Fermi Liquid Berry Phase Theory of the Anomalous Hall Effect

COFFEE_KLATCH · Invited

Abstract

Charged Fermi liquids with broken time-reversal symmetry have an intrinsic anomalous Hall effect that derives from the Berry phases accumulated by accelerated quasiparticles that move on the Fermi surface. The intrinsic Hall conductivity is given by a new fundamental geometric Fermi liquid formula that can be regarded as the derivative with respect to magnetic flux density of the Luttinger fomula relating the density of mobile charge carriers to the k-space volume enclosed by the Fermi surface. This formula can be derived by an integration-by-parts of the Karplus-Luttinger free-electron band-structure formula to yield a topological (QHE) part plus a geometrical part expressed completely at the Fermi surface, and which has a natural generalization to interacting Fermi liquid quasiparticles (QP's).

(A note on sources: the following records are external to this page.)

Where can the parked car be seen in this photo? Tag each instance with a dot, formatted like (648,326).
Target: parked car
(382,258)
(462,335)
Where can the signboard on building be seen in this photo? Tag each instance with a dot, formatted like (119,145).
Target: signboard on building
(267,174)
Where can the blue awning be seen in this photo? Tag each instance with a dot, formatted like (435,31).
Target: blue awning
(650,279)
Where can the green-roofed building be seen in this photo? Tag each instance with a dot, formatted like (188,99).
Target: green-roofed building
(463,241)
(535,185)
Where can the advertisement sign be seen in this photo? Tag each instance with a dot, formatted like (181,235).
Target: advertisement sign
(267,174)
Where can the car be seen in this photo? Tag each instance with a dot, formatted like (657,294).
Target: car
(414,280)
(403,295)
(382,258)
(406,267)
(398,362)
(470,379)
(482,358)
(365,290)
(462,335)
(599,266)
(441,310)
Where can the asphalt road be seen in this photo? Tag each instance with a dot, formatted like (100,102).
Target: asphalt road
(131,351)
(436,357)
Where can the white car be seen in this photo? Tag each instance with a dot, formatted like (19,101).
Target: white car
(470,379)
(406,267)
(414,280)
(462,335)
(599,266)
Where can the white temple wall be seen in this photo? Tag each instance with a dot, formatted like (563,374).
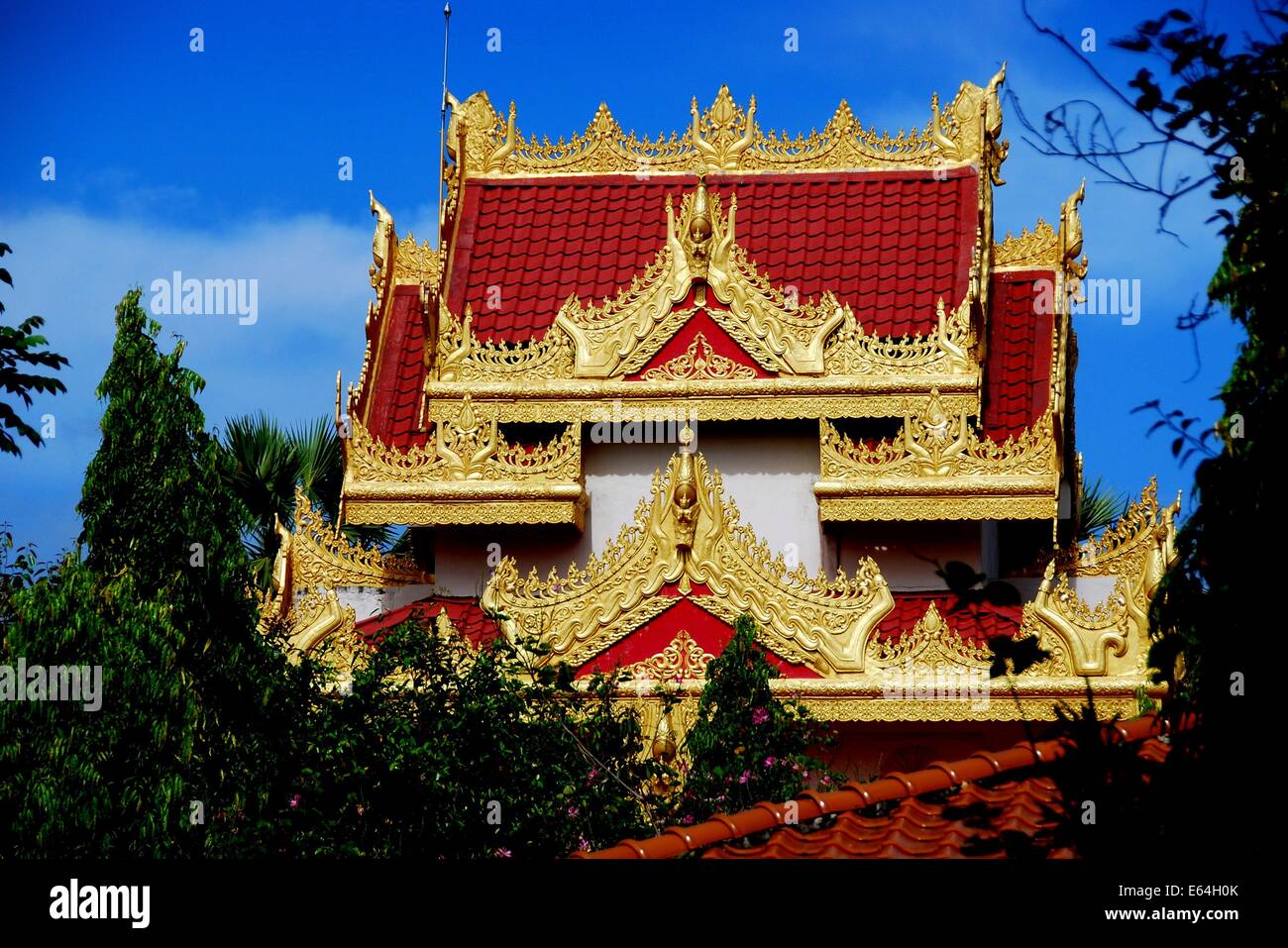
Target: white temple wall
(768,471)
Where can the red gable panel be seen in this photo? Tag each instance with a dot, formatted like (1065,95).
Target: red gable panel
(399,372)
(975,623)
(708,631)
(887,243)
(1018,369)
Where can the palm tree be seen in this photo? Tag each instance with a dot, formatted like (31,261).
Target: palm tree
(1100,506)
(267,463)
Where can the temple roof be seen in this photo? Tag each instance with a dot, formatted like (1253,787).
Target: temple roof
(930,813)
(722,274)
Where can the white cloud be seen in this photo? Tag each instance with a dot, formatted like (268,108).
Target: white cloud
(73,268)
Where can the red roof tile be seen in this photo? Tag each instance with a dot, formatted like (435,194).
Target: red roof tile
(399,372)
(887,243)
(465,613)
(1018,368)
(927,813)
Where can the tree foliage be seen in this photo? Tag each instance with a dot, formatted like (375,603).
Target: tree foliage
(1225,103)
(745,745)
(20,347)
(160,603)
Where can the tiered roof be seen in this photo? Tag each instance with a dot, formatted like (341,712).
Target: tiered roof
(726,273)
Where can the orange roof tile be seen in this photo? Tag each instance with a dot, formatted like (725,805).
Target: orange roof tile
(927,813)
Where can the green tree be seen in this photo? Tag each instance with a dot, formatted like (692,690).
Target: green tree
(20,346)
(192,700)
(267,463)
(746,745)
(1222,103)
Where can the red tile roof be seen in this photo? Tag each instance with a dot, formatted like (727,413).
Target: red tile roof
(887,243)
(926,813)
(399,372)
(465,613)
(1018,368)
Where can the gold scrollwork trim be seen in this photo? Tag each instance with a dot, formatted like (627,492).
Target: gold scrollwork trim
(763,399)
(321,557)
(726,138)
(687,533)
(936,507)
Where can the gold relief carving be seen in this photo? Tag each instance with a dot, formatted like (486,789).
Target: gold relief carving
(699,363)
(688,533)
(831,699)
(939,468)
(975,115)
(382,247)
(1070,236)
(964,505)
(763,399)
(682,659)
(321,557)
(434,511)
(851,352)
(465,473)
(726,138)
(465,449)
(1038,249)
(316,617)
(799,340)
(464,359)
(927,646)
(417,263)
(619,338)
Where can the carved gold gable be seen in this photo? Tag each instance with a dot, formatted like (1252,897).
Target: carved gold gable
(939,469)
(687,535)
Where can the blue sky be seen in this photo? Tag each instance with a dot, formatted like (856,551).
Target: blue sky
(226,162)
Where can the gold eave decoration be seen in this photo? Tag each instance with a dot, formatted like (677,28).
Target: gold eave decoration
(686,533)
(820,359)
(1046,248)
(1111,638)
(939,469)
(393,263)
(927,673)
(467,473)
(322,557)
(728,138)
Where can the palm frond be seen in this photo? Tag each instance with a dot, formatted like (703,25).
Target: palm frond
(1100,506)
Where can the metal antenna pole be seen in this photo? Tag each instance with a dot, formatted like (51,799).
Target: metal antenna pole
(442,121)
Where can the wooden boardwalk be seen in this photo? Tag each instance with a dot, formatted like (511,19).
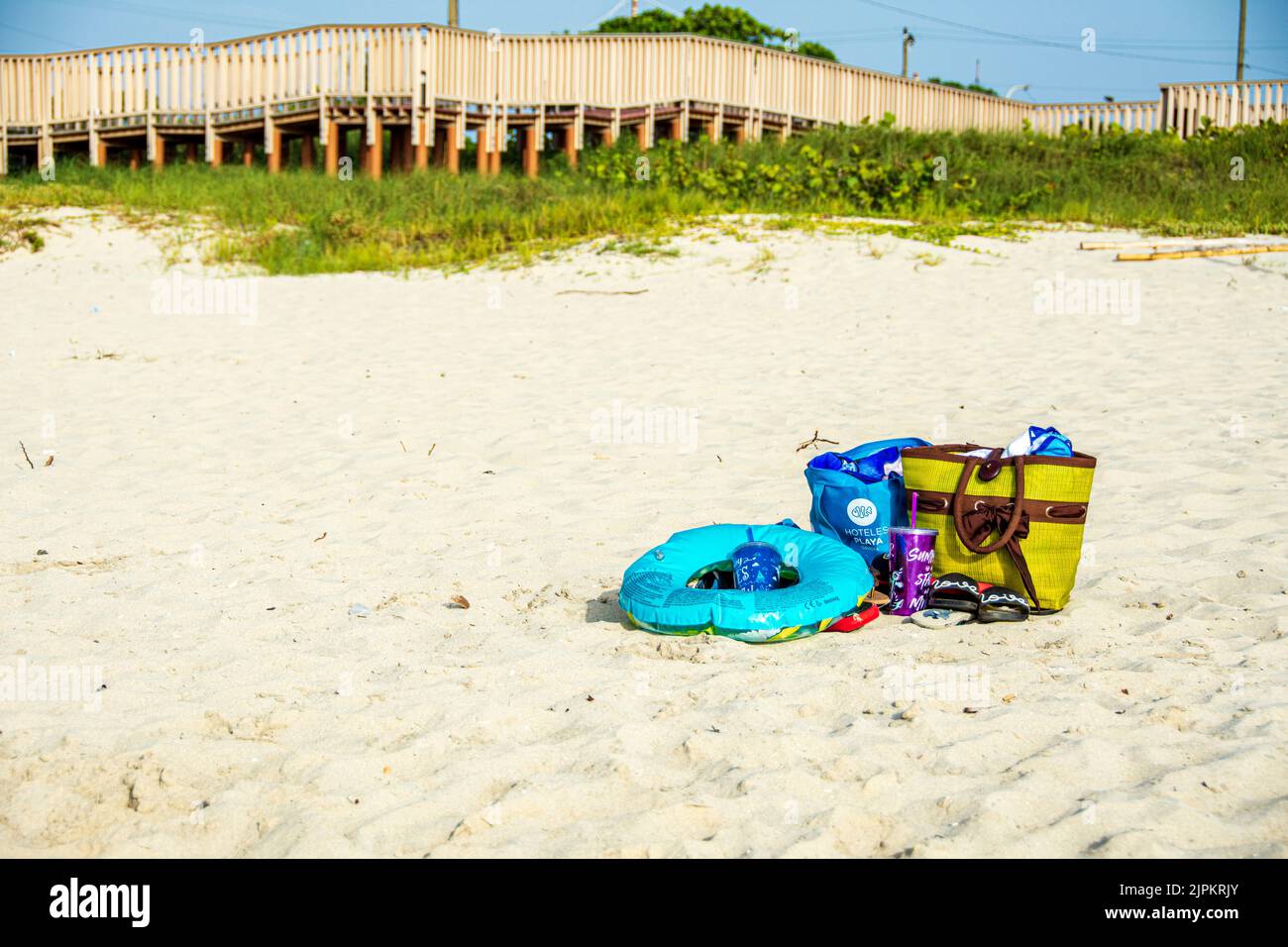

The QP Berry phases are properties of the {\it eigenstates} of the (exact) single-particle Green's function at the Fermi surface, which is a Hermitian matrix with Bloch-state eigenvectors; the Berry phases derive from the variation on the Fermi surface of the spatially-periodic factor of the QP Bloch state that characterizes how the total QP amplitude is distributed among the different electronic orbitals in the unit cell. In the case of 3D ferromagnetic metals, the Berry phases derive from the interplay of exchange splitting with spin-orbit coupling (both must be present). Remarkably, the new formula also applies to Fermi-liquid analogs such as the 2D composite fermion (CF) fluid in the half-filled lowest Landau level: in this case, the QP is a bound electron+vortex composite and not a Bloch state. This QP structure varies on the CF Fermi surface in a way that exactly gives the expected result $\sigma^{xy}$ = $e^2/2h$, unaffected by any Fermi surface anisotropy, thus explaining how a quantized value of $\sigma^{xy}$ persists even though the CF Fermi liquid is {\it not} an incompressible FQHE state. The geometric anomalous Hall effect formula suggests a more intrinsic geometric description of the Fermi surface, where the Fermi vector ${\boldmath k}_F({\bf s})$ is only one of a number of properties that vary on a curved $(D-1)$-dimensional Fermi surface manifold parametrized by curvilinear coordinates ${\bf s}$; other properties include the Berry curvature field ${\cal F}({\bf s})$, quasiparticle mean free path $\ell({\bf s})$,{\it etc}. The new formula also naturally takes into account non-trivial (multiply-connected) Fermi surface topology and open orbits.